Splitting your app into micro-processes

Categories:

I came up with an interesting way to split my code base that I think can apply to a wide range of projects.

I was currently developing a new app (a bot for steem) and I repeatedly came across the following issues:

  1. Nodes are sometimes down or overloaded and time out. So the API access is not stable.
  2. External libraries are randomly crashing in parts of the code that I cannot try / catch easily. (I’m looking at you steem-js.)

In short, there are many things that can go wrong and crash my whole application. I then came up with the following idea: Similar to micro-services, I’ll just create several, what I call micro-processes, that have only one strictly defined task. A micro-process is simply a tiny node app itself.

Why is it helpful? The idea here is better fault isolation - if one micro-process fails, the others continue to work. It also comes with the added benefit of a better separation of concerns. Each micro-process is responsible for only one job, which itself leads to code that is easier to understand and maintain. It allows other open-source members to be productive right away without needing to know the whole application stack.

However, this code split comes with several challenges:

  1. If done incorrectly, the code structure can become more complicated, because everything is now spread out possibly over several repos / NPM modules. In the worst case, fixing a simple bug might then lead to having to touch and release several packages. We will avoid this by using lerna, a a tool that optimizes the workflow around managing multi-package repositories with git and npm.
  2. It should still be easy to manage all the micro-services. In the worst case, we have to update and maintain all build tools on an individual micro-process level. Again lerna helps us here for managing the dependencies and building the micro-processes, as we’ll see later. We’ll also make use of PM2, a process manager for Node apps that can start several processes at once, and automatically restart them when one crashes.
  3. How do we pass and receive data between the micro-processes? In a monolithic app, we can just call functions, callbacks, and promises to pass and receive data.
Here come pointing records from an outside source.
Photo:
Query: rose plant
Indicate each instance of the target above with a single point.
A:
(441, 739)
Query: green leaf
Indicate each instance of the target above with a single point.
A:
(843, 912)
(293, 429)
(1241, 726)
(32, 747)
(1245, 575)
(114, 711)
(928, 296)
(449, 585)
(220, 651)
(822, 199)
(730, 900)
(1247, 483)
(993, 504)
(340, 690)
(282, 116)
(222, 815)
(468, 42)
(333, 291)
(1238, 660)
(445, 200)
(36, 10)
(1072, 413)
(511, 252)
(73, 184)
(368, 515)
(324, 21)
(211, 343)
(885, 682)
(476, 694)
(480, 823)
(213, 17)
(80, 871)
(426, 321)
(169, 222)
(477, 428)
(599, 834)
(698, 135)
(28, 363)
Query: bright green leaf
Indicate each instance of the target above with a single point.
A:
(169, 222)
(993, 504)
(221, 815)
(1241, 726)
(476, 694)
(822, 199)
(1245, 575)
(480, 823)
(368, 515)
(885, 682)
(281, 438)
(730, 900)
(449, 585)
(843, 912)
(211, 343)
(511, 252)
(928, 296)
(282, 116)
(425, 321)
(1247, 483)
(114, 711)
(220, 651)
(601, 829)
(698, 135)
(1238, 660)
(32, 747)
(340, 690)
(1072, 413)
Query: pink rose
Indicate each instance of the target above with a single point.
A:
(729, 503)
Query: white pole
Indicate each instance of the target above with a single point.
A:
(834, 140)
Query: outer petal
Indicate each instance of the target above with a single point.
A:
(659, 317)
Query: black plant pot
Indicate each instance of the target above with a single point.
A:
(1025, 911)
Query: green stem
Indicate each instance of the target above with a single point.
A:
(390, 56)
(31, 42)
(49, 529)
For our micro-process architecture, we will use Interprocess Communication (IPC). We’ll use the great node-ipc library for local communication between our micro-processes.

Let’s get started.

Project setup with Lerna

The solution to many of these challenges is (ab-)using lerna. Lerna is a tool for managing multiple packages in a single git repository. The task it tries to solve is to make publishing interdependent packages easy. It’s often used in UI libraries having a lot of custom components that might depend on each other.

While we don’t intend to publish our individual micro-processes to npm, abusing lerna and making each micro-process an individual package still gives us the benefit of bootstrapping all packages: It installs all their dependencies, sym-links the packages that depend on each other, and runs custom scripts for each package.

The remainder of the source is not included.